Review: Murder on the Orient Express stays on the rails - but only just

Kenneth Branagh in Murder on the Orient Express
Kenneth Branagh in Murder on the Orient Express

Matt Adcock reviews Murder on the Orient Express (12A), starring Kenneth Branagh, Penelope Cruz and Johnny Depp

Foul deeds are afoot on the most famous train in the world (other than perhaps The Hogworts Express). Here we have an all star update of Agatha Christie’s famous whodunit which sees the ridiculously moustachioed Belgian detective Hercule Poirot (Kenneth Branagh) pondering the killing of a Mr Edward Ratchett (Johnny Depp) which happens en route to Paris from Istanbul.

Murder on the Orient Express is blessed with an impressive cast which should in theory make this an incredible watch. The 12 suspects include young Mary Debenham (Daisy Ridley), flirty American Mrs. Hubbard (Michelle Pfeiffer), outspoken Pilar Estravados (Penelope Cruz) and haughty Princess Dragomiroff (Judi Dench) as well as Hilgarde Schmidt (Olivia Colman) and Countess Elena Andrenyi (Lucy Boynton) as the potential killer women. Also aboard are the potentially murderous male suspects such as Gerhard Hardman (Willem Dafoe), Hector MacQueen (Josh Gad), Edwards Masterman (Derek Jacobi) and more.
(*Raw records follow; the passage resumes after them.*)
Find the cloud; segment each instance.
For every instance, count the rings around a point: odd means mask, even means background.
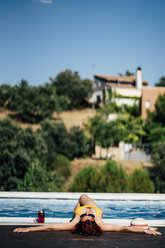
[[[44,4],[52,4],[53,0],[32,0],[32,2],[40,2]]]

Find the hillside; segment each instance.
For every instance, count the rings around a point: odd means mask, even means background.
[[[9,111],[3,111],[0,110],[0,120],[3,120],[7,118],[8,114],[11,112]],[[69,130],[72,126],[80,126],[83,127],[83,123],[87,120],[88,117],[92,117],[95,115],[95,111],[92,109],[84,109],[84,110],[74,110],[74,111],[65,111],[60,113],[59,118],[65,123],[66,128]],[[53,114],[53,117],[57,118],[57,113]],[[20,123],[18,121],[12,120],[13,123],[16,123],[22,128],[32,127],[32,129],[35,131],[36,129],[40,128],[40,125],[38,124],[27,124],[27,123]],[[72,176],[70,177],[67,186],[69,186],[75,174],[83,169],[86,166],[95,166],[97,168],[100,168],[103,164],[105,164],[105,160],[98,160],[98,159],[92,159],[92,158],[85,158],[85,159],[74,159],[71,162],[71,168],[72,168]],[[131,173],[136,168],[147,168],[152,166],[151,164],[147,163],[141,163],[136,161],[119,161],[121,166],[125,168],[127,173]]]

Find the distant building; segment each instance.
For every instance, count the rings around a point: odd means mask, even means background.
[[[136,77],[129,76],[107,76],[94,75],[94,93],[90,98],[92,104],[109,101],[109,94],[112,93],[111,101],[118,106],[126,104],[133,106],[141,101],[141,116],[147,119],[148,110],[155,110],[155,103],[159,95],[165,93],[165,87],[148,87],[148,81],[143,80],[142,70],[137,68]]]
[[[155,103],[159,95],[165,94],[165,87],[147,87],[142,89],[141,116],[147,119],[148,110],[155,110]]]
[[[94,75],[94,93],[91,103],[105,102],[111,92],[114,96],[112,101],[117,105],[133,105],[141,98],[142,88],[148,86],[148,82],[142,79],[141,68],[137,68],[136,77],[129,76],[106,76]]]

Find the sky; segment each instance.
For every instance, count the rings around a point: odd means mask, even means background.
[[[142,68],[165,76],[165,0],[0,0],[0,85]]]

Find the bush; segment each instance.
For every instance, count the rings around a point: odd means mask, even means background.
[[[70,161],[63,155],[57,156],[56,160],[52,164],[52,168],[58,171],[66,179],[71,175]]]
[[[150,178],[155,191],[165,193],[165,142],[157,143],[152,152],[154,166],[150,169]]]
[[[136,169],[130,176],[130,191],[133,193],[153,193],[154,185],[147,171]]]
[[[99,186],[101,192],[128,192],[128,176],[125,170],[118,166],[114,160],[108,160],[101,170]]]
[[[88,166],[81,171],[79,171],[74,182],[69,188],[70,192],[100,192],[99,191],[99,171]]]
[[[59,173],[48,174],[46,167],[41,165],[39,160],[34,160],[17,189],[30,192],[61,191],[64,183],[65,180]]]
[[[86,167],[78,172],[69,191],[121,193],[128,191],[128,179],[124,169],[109,160],[101,170]]]

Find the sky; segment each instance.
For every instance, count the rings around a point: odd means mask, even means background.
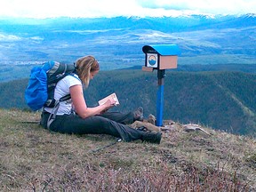
[[[256,0],[0,0],[0,17],[179,16],[256,13]]]

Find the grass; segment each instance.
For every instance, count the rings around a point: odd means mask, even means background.
[[[0,109],[1,191],[254,191],[256,140],[176,123],[160,145],[50,132]],[[113,144],[113,145],[111,145]],[[108,147],[109,146],[109,147]]]

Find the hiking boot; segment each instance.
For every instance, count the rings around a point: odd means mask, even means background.
[[[162,139],[162,132],[144,132],[142,133],[142,141],[147,141],[150,143],[160,144]]]
[[[133,120],[143,121],[143,108],[142,107],[139,107],[135,111],[133,111]]]
[[[136,128],[137,130],[142,131],[142,132],[148,132],[148,130],[147,129],[147,127],[141,126],[141,127],[138,127]]]

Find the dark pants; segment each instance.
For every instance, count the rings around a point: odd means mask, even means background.
[[[43,112],[41,124],[47,128],[50,113]],[[79,116],[56,116],[50,125],[50,130],[62,133],[74,134],[108,134],[121,138],[125,141],[141,140],[143,132],[132,129],[127,124],[133,123],[133,114],[119,112],[106,112],[100,116],[81,118]]]

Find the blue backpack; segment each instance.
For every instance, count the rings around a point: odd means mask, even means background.
[[[56,61],[43,63],[41,67],[34,67],[30,73],[28,85],[25,91],[28,106],[34,111],[43,107],[54,108],[54,89],[57,83],[68,75],[76,71],[74,65],[60,64]],[[59,101],[70,99],[70,94],[60,98]]]

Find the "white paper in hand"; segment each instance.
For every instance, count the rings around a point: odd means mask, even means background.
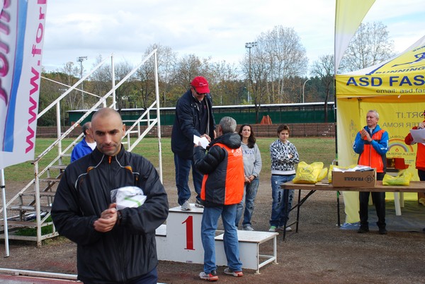
[[[193,144],[199,145],[200,142],[200,146],[204,149],[206,149],[207,146],[210,143],[210,142],[208,142],[208,139],[207,139],[206,137],[199,137],[199,136],[197,136],[196,135],[193,135]]]
[[[141,206],[146,200],[143,190],[137,187],[124,187],[110,191],[112,203],[117,203],[117,210],[127,207]]]

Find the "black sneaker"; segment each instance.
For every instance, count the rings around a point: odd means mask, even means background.
[[[368,227],[361,227],[358,230],[357,232],[359,234],[364,234],[365,232],[369,232],[369,228]]]

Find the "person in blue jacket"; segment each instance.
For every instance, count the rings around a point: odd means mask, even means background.
[[[87,154],[90,154],[96,148],[96,142],[91,134],[91,122],[86,122],[84,124],[82,130],[84,137],[75,146],[75,147],[74,147],[74,149],[72,149],[72,153],[71,153],[71,162]]]
[[[200,201],[202,174],[193,165],[193,135],[205,137],[208,142],[215,138],[215,122],[208,82],[204,77],[195,77],[191,88],[177,100],[176,117],[171,131],[171,150],[174,153],[176,186],[181,210],[190,211],[189,172],[192,167],[196,192],[195,206],[203,207]]]

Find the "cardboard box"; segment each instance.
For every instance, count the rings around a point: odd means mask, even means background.
[[[375,187],[376,170],[365,172],[332,171],[332,185],[341,187]]]

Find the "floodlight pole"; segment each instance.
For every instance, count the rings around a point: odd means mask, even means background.
[[[257,42],[246,42],[245,43],[245,48],[247,48],[248,49],[249,49],[249,69],[248,71],[248,78],[249,79],[249,85],[251,85],[251,82],[252,81],[251,78],[251,49],[254,47],[256,47],[257,45]],[[248,100],[248,103],[251,102],[251,95],[249,94],[249,90],[251,88],[248,89],[248,97],[247,97],[247,100]]]
[[[87,60],[87,57],[79,57],[76,58],[76,61],[80,63],[80,79],[83,78],[83,61]],[[84,109],[84,81],[81,82],[81,110]]]
[[[307,81],[310,80],[311,79],[305,80],[305,82],[304,82],[304,84],[302,85],[302,103],[304,103],[304,87],[305,87],[305,83],[307,83]]]

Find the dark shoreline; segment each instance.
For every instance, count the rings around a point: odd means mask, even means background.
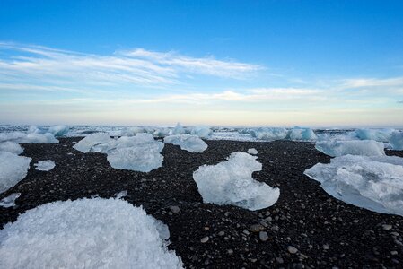
[[[163,167],[141,173],[110,168],[104,154],[75,151],[72,143],[80,139],[22,144],[22,155],[32,158],[31,169],[23,180],[0,195],[2,199],[22,194],[15,207],[0,207],[0,227],[45,203],[92,195],[107,198],[127,190],[125,200],[142,205],[169,226],[169,248],[175,249],[187,268],[403,266],[403,217],[361,209],[326,194],[302,174],[317,162],[330,160],[311,143],[206,141],[208,148],[201,153],[166,144]],[[278,187],[279,200],[256,212],[203,204],[193,171],[252,147],[259,152],[258,161],[263,164],[263,170],[253,178]],[[403,157],[401,151],[388,154]],[[48,159],[56,162],[54,169],[34,169],[35,162]],[[171,205],[180,211],[172,213]],[[261,241],[258,233],[250,230],[253,224],[264,227],[268,240]],[[382,224],[392,227],[385,230]],[[208,241],[201,243],[207,236]],[[288,246],[299,251],[292,254]]]

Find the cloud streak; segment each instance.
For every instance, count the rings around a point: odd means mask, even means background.
[[[40,46],[0,43],[0,78],[7,83],[54,83],[113,87],[177,85],[188,74],[243,79],[262,66],[214,57],[189,57],[178,53],[142,48],[110,56],[82,54]],[[75,86],[74,85],[74,86]]]

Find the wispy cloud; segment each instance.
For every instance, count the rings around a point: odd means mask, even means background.
[[[401,87],[403,86],[403,77],[346,79],[342,86],[345,88]]]
[[[190,57],[174,52],[138,48],[110,56],[83,54],[40,46],[0,43],[0,79],[8,84],[53,83],[95,86],[180,84],[188,74],[242,79],[258,65],[212,56]],[[4,85],[3,85],[4,86]],[[14,87],[15,88],[15,87]]]

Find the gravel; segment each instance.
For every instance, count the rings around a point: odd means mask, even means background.
[[[208,148],[203,152],[166,144],[162,152],[163,166],[142,173],[112,169],[104,154],[75,151],[72,146],[80,139],[22,144],[25,149],[22,155],[32,161],[27,177],[0,194],[1,200],[21,193],[15,206],[0,207],[0,228],[45,203],[97,195],[108,198],[126,190],[127,195],[122,199],[142,205],[168,225],[168,247],[180,256],[187,268],[403,266],[399,255],[403,217],[362,209],[326,194],[318,182],[302,174],[330,160],[311,143],[206,141]],[[253,178],[279,187],[278,201],[255,212],[204,204],[193,172],[250,148],[258,151],[258,161],[263,164]],[[401,151],[387,151],[387,154],[403,157]],[[47,173],[35,170],[33,163],[43,160],[54,161],[56,167]],[[329,247],[325,249],[325,245]],[[290,251],[289,247],[294,249]]]

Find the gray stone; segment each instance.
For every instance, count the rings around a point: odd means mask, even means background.
[[[268,239],[268,236],[267,233],[266,231],[260,231],[258,233],[258,238],[260,239],[260,240],[262,240],[263,242],[266,242]]]
[[[179,206],[176,205],[171,205],[170,206],[170,210],[173,213],[179,213],[180,211],[180,208]]]
[[[289,253],[291,254],[295,254],[298,252],[298,249],[296,249],[295,247],[293,247],[293,246],[288,246],[287,247],[287,250]]]
[[[203,239],[200,239],[200,242],[206,243],[208,241],[208,239],[209,239],[208,237],[204,237]]]
[[[252,231],[252,232],[259,232],[259,231],[261,231],[261,230],[265,230],[265,227],[263,227],[262,225],[260,225],[260,224],[253,224],[252,226],[250,226],[250,231]]]

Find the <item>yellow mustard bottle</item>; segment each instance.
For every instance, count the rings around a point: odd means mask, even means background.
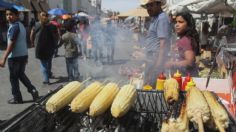
[[[190,88],[195,87],[196,83],[193,81],[193,79],[191,79],[190,82],[187,83],[185,91],[188,91]]]
[[[152,90],[152,86],[150,86],[150,85],[144,85],[144,86],[143,86],[143,90],[150,91],[150,90]]]
[[[182,89],[182,74],[179,72],[179,70],[176,71],[173,77],[179,84],[179,89]]]
[[[164,73],[162,72],[157,78],[156,90],[158,90],[158,91],[163,91],[164,90],[165,80],[166,80],[166,77],[165,77]]]

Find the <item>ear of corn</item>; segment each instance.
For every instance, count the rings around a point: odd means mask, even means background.
[[[167,79],[164,83],[164,97],[167,103],[173,103],[179,99],[179,83],[173,79]]]
[[[108,83],[102,91],[95,97],[89,107],[90,116],[98,116],[103,114],[112,104],[115,96],[119,92],[116,83]]]
[[[189,132],[189,120],[186,105],[181,107],[180,116],[177,119],[168,119],[162,123],[161,132]]]
[[[217,128],[221,131],[223,131],[222,129],[224,128],[228,128],[229,117],[224,107],[217,101],[216,97],[211,92],[203,91],[203,95],[210,107],[211,115]]]
[[[80,92],[81,83],[73,81],[65,85],[61,90],[52,95],[46,103],[46,110],[49,113],[59,111],[68,105],[71,100]]]
[[[112,106],[111,114],[113,117],[121,117],[128,112],[137,97],[134,85],[124,85],[116,95]]]
[[[77,113],[86,111],[101,90],[102,84],[100,82],[91,83],[72,100],[71,111]]]
[[[210,109],[202,92],[198,88],[192,87],[187,92],[186,98],[187,115],[190,121],[195,123],[207,122],[210,118]]]

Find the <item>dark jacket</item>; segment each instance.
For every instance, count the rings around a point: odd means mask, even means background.
[[[50,59],[56,48],[55,34],[57,29],[54,25],[41,25],[36,23],[34,27],[35,56],[38,59]]]

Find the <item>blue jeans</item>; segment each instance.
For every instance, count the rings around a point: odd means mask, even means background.
[[[49,77],[52,70],[52,58],[47,60],[40,59],[40,62],[41,62],[41,71],[43,73],[44,82],[49,82]]]
[[[78,57],[66,58],[66,69],[68,74],[68,79],[78,80],[79,79],[79,64]]]
[[[12,87],[12,95],[16,100],[22,100],[20,92],[19,80],[25,85],[29,93],[36,88],[31,84],[29,78],[25,75],[25,67],[27,56],[15,57],[8,59],[8,68],[10,72],[10,82]]]

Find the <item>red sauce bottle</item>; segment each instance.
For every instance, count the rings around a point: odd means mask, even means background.
[[[182,88],[182,75],[179,72],[179,70],[177,70],[173,78],[179,83],[179,89],[181,89]]]
[[[185,91],[187,83],[191,81],[190,73],[184,78],[183,86],[181,88],[181,91]]]

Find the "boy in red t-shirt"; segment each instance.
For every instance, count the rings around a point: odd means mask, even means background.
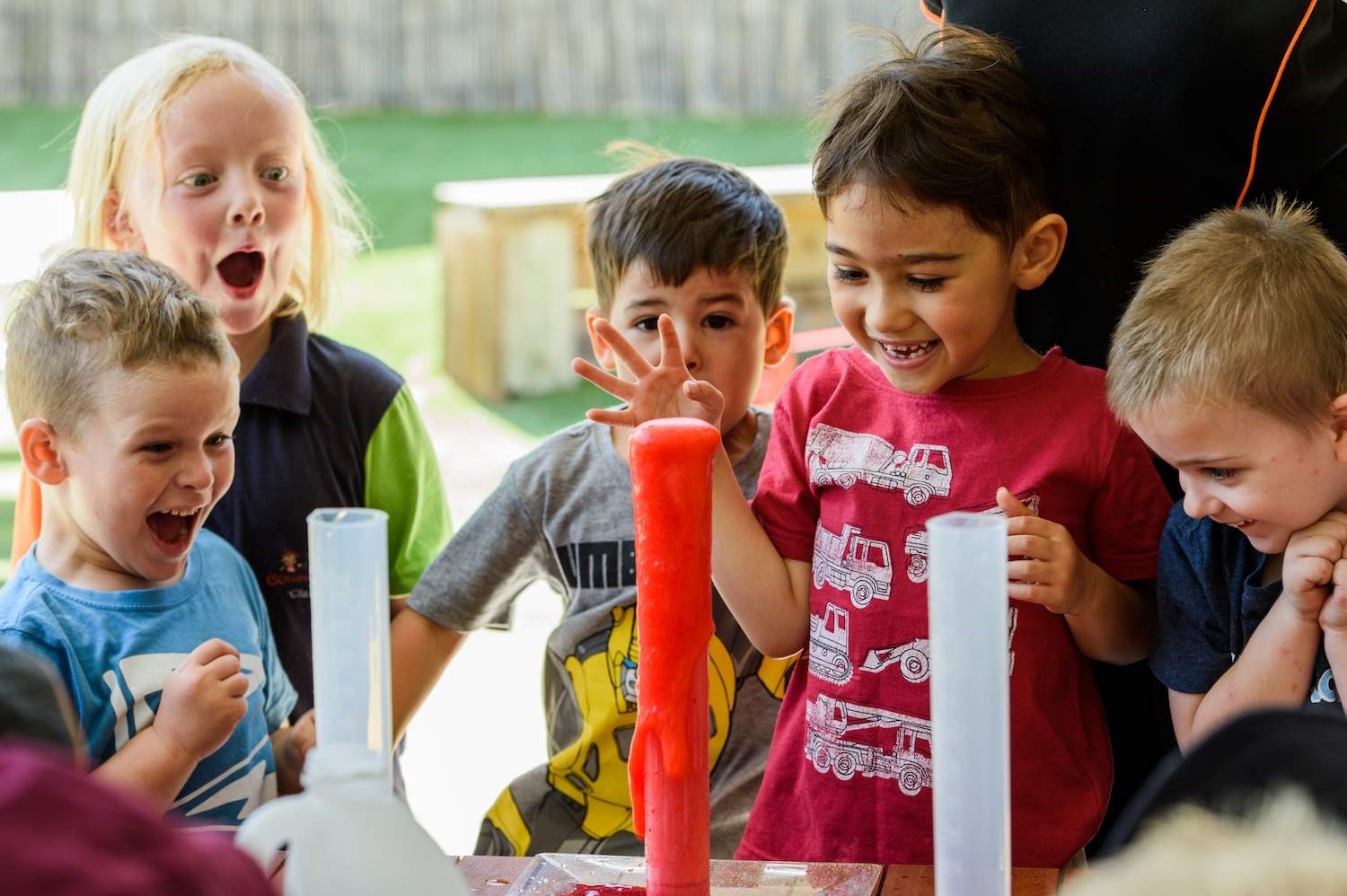
[[[1013,51],[946,30],[845,84],[814,158],[832,309],[855,340],[776,406],[752,508],[715,465],[713,578],[792,676],[741,858],[929,864],[925,520],[1005,513],[1012,856],[1061,866],[1094,834],[1111,757],[1088,659],[1145,656],[1169,499],[1110,414],[1103,372],[1020,340],[1052,272],[1048,135]],[[636,381],[577,372],[636,426],[718,423],[660,321],[657,366],[602,327]]]

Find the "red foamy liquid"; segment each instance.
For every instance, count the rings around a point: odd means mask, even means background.
[[[686,418],[632,434],[641,660],[628,765],[655,896],[710,893],[706,645],[711,621],[714,426]]]

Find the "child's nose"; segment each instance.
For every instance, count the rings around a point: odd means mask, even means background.
[[[1210,494],[1200,488],[1188,488],[1184,484],[1183,493],[1183,512],[1195,520],[1206,519],[1208,516],[1215,516],[1224,509],[1224,504],[1220,503],[1214,494]]]
[[[261,194],[251,185],[241,185],[230,195],[229,222],[237,225],[257,225],[264,217]]]
[[[214,481],[210,461],[201,455],[183,458],[182,465],[178,468],[176,480],[182,488],[209,489]]]
[[[876,334],[897,334],[912,327],[917,317],[900,290],[882,290],[866,310],[866,326]]]

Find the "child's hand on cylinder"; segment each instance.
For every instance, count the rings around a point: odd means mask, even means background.
[[[229,740],[247,714],[248,676],[238,651],[213,637],[168,675],[150,730],[174,755],[199,763]]]
[[[647,420],[671,416],[690,416],[721,427],[721,412],[725,410],[725,396],[704,380],[695,380],[683,362],[678,331],[667,314],[659,318],[660,361],[652,365],[628,342],[617,327],[603,319],[594,322],[594,329],[612,346],[613,353],[634,377],[622,380],[583,358],[575,358],[571,369],[603,389],[613,397],[626,403],[625,408],[593,408],[586,412],[589,419],[607,426],[636,427]]]
[[[299,775],[304,771],[304,757],[318,742],[314,710],[300,715],[294,725],[283,725],[272,734],[272,753],[276,756],[276,790],[298,794]]]
[[[997,489],[997,507],[1006,515],[1010,597],[1053,613],[1083,612],[1094,594],[1090,578],[1102,570],[1080,552],[1067,527],[1034,515],[1006,488]]]

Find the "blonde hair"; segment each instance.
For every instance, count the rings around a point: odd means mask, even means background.
[[[1347,835],[1297,791],[1250,818],[1181,806],[1061,889],[1061,896],[1131,893],[1347,896]]]
[[[1250,407],[1300,428],[1347,392],[1347,257],[1309,207],[1206,216],[1146,265],[1109,352],[1109,403]]]
[[[300,245],[276,310],[288,317],[304,313],[318,326],[335,288],[342,256],[369,245],[360,205],[342,179],[314,127],[304,96],[280,69],[256,50],[236,40],[180,36],[132,57],[113,69],[85,102],[70,156],[66,186],[75,203],[75,244],[108,249],[105,206],[116,191],[127,197],[120,178],[131,166],[158,159],[164,109],[202,78],[234,71],[272,88],[303,119],[300,158],[306,179],[308,243]],[[162,175],[158,172],[156,177]],[[160,182],[159,189],[163,189]],[[124,214],[119,209],[119,214]]]
[[[77,434],[98,381],[150,364],[237,371],[216,306],[139,252],[74,249],[20,283],[5,325],[5,389],[15,426],[44,419]]]

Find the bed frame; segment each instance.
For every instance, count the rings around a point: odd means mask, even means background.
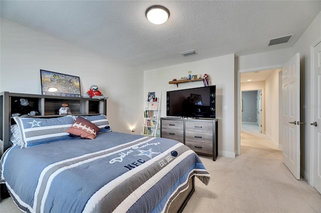
[[[90,116],[106,114],[107,102],[105,100],[98,100],[75,97],[61,97],[23,94],[0,92],[0,115],[3,120],[0,121],[0,157],[4,151],[12,146],[10,141],[10,125],[13,122],[12,107],[14,100],[20,98],[27,98],[30,104],[37,109],[41,114],[39,118],[56,118],[63,116],[56,115],[57,108],[61,102],[68,102],[73,109],[73,114]],[[59,104],[58,104],[59,103]],[[195,176],[189,180],[189,187],[174,199],[169,208],[169,212],[181,212],[195,190]],[[5,184],[0,184],[0,200],[8,198],[10,193]]]
[[[195,176],[189,180],[189,187],[180,193],[173,201],[169,208],[169,212],[182,212],[195,190]],[[0,184],[0,201],[10,196],[8,188],[4,184]]]

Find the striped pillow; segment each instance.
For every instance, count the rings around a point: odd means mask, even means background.
[[[82,117],[87,120],[99,127],[100,130],[98,133],[103,132],[111,132],[109,122],[108,122],[107,116],[104,114],[92,116],[82,116]],[[76,120],[78,116],[74,116],[74,118],[75,120]]]
[[[14,117],[14,119],[21,133],[21,148],[73,138],[66,132],[74,122],[72,116],[55,118]]]

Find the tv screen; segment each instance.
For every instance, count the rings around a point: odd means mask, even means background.
[[[216,86],[167,92],[166,116],[215,118]]]

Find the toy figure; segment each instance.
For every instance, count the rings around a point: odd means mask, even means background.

Alas, even with so many A-grade talents vying for screen time, the end result is a thrill-free snooze fest (I clocked several people gently snoring their way through this in the screening I was in). It’s a shame because it all looks lovely and has occasional bursts of stunning cinematography but nothing here rivals the classic and much more sinister 1974 version in terms of anything other than production values.

It seems to take forever to get going, and lacks a consistent style which means that rather than an edge-of–your-seat mystery, Branagh delivers a ponderous mystery culminating in a weirdly underwhelming finale which sees Poirot and his crazy 'tache explaining the killer’s motivation whilst the suspects are gathered at long table framed to look like the last supper.

Director Branagh is also guilty of giving himself the lion's share of screen time which feels a little self indulgent when there is so much other acting talent on hand. Oh and if his prosthetic moustache isn’t up for a ‘best supporting actor’ award it will also be a crime.

There is surprisingly little nastiness, violence, cussing or gore – so you can take your granny with you without fear. But a horrendous murder in a claustrophobic setting like a train should really be more unnerving and involving.

In the end, this is a murderous cinematic train-ride that manages to not be a complete train-wreck but never feels like it hits full steam.